I rode out a few storms in a U.S.Navy tin can that was less than five hundred feet long. Sailors in storms are one thing whereas civilians are another.
Surely this vessel had at the least the Weather Channel available.
If you REALLY want to have your hair stand on end check out the thread running that tells about the famous (infamous) typhoon of 1944 in the Pacific, where we lost three destroyers and damaged any number of other surface ships.
Huge waives, winds to 130 MPH, and a barometer that fell to 27.3 inches. That is low; the Beaufort scale meant less than nothing after that.
High seas regards,
Jimmy, I think I have seen enough to put the fear of God in me concerning the ocean. Makes me feel very small indeed.
I Googled it. http://www.roblightbody.com/liners/qe-2/1995_freak_wave.htm
Nope, no talk of RADAR.
In one prominent rogue-wave encounter, Capt. Ronald Warwick, who followed in his father's footsteps to command the British ocean liner Queen Elizabeth II, was on the bridge at 4 a.m. on Sept. 11, 1995. Two hundred miles off Newfoundland, headed for New York, Warwick had been trying, without success, to dodge Hurricane Luis.
Minutes before, monstrous seas smashed windows in the Grand Salon, 72 feet off the water.
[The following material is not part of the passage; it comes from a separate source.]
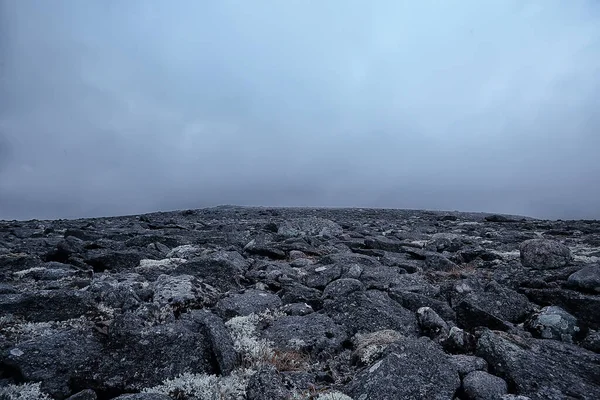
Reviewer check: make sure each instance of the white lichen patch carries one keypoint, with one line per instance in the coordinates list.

Warwick had given the order confining passengers to quarters.
Suddenly, a huge wave loomed off the bow, huge even for a ship the size of the QE2, at nearly 1,000 feet long, more than 100 feet wide, carrying nearly 3,000 people.
Hundreds of miles from shore, the face of the wave was steep, like a breaking wall of water. Warwick later described that "it looked as though the ship was headed for the white cliffs of Dover."
Officers on the bridge estimated the wave at 92 feet, because they were eyeball to eyeball with the crest.
"(I)t broke with tremendous force over the bow. An incredible shudder went through the ship, followed a few minutes later by two smaller shudders," Warwick recalled in a 1996 article in Marine Observer.
The ship's bow dropped into a "hole" of a trough behind the first wave and was hit by a second wave of between 91 and 96 feet high that cleaned a mast right off the foredeck.
Warwick, his passengers and crew were lucky. No one was injured. It was a far different fate for the German container ship Munchen, which sank in the middle of the Atlantic in 1978 with no warning, no May Day.
Its not uncommon for these waves to reach over 90 feet high. The southerns areas around the two capes are a prime area as currents along with storms brew up some real monsters.
AV
What an awesome photo - and scary story.
Most of the new liners look topheavy to me. Any pix of this ship ?
They get the same weather reports as we do. What were they thinking? Save a little fuel?